Questions fréquentes

Quelles sont les entreprises concernées par la réforme de la facturation électronique en France ?
Les entreprises concernées sont toutes les entreprises françaises assujetties à la TVA, soit environ 10 millions d'entités. Cela inclut les grandes entreprises, les ETI, les PME et les micro-entreprises.
Quelles sont les pénalités applicables en cas de non-conformité aux nouvelles exigences ?
Les pénalités incluent une amende de 50 € par facture émise incorrectement, avec un plafond annuel de 15 000 €. Pour la transmission incorrecte de données, l'amende est de 500 € par transmission, avec un plafond annuel de 15 000 €. Pour la réception non conforme de factures, l'amende initiale est de 500 € après une période de non-conformité de 3 mois, suivie d'une amende de 1 000 € par période supplémentaire de 3 mois de non-conformité.
Quelles ressources sont disponibles pour aider les entreprises à se conformer aux nouvelles exigences ?
Une ligne d'assistance nationale a été établie au numéro 08 06 80 78 07 pour soutenir la conformité des entreprises. De plus, une checklist pré-vol a été mise en place pour couvrir la vérification du numéro SIREN, la déduplication des factures et la validation des adresses.
Quelles sont les implications pratiques de cette réforme pour les PME et les micro-entreprises ?

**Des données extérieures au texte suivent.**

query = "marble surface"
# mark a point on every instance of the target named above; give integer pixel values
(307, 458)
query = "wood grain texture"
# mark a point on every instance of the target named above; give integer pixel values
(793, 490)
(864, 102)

Les PME et les micro-entreprises bénéficient d'un délai supplémentaire jusqu'au 1er septembre 2027 pour se conformer aux obligations d'émission. Elles doivent cependant être prêtes à recevoir des factures électroniques via des plateformes approuvées dès le 1er septembre 2026. Les entreprises doivent également être conscientes des pénalités applicables en cas de non-conformité et prendre les mesures nécessaires pour éviter ces amendes.
Quelles sont les perspectives à court terme pour les entreprises en termes de conformité ?
À court terme, les entreprises doivent se concentrer sur la mise en place des systèmes nécessaires pour émettre et recevoir des factures électroniques via les plateformes approuvées. Les grandes entreprises et les ETI doivent également être prêtes à transmettre des données de transaction et de paiement électroniquement dès le 1er septembre 2026. Les PME et les micro-entreprises devraient profiter de la période de grâce jusqu'au 1er septembre 2027 pour se préparer à la conformité.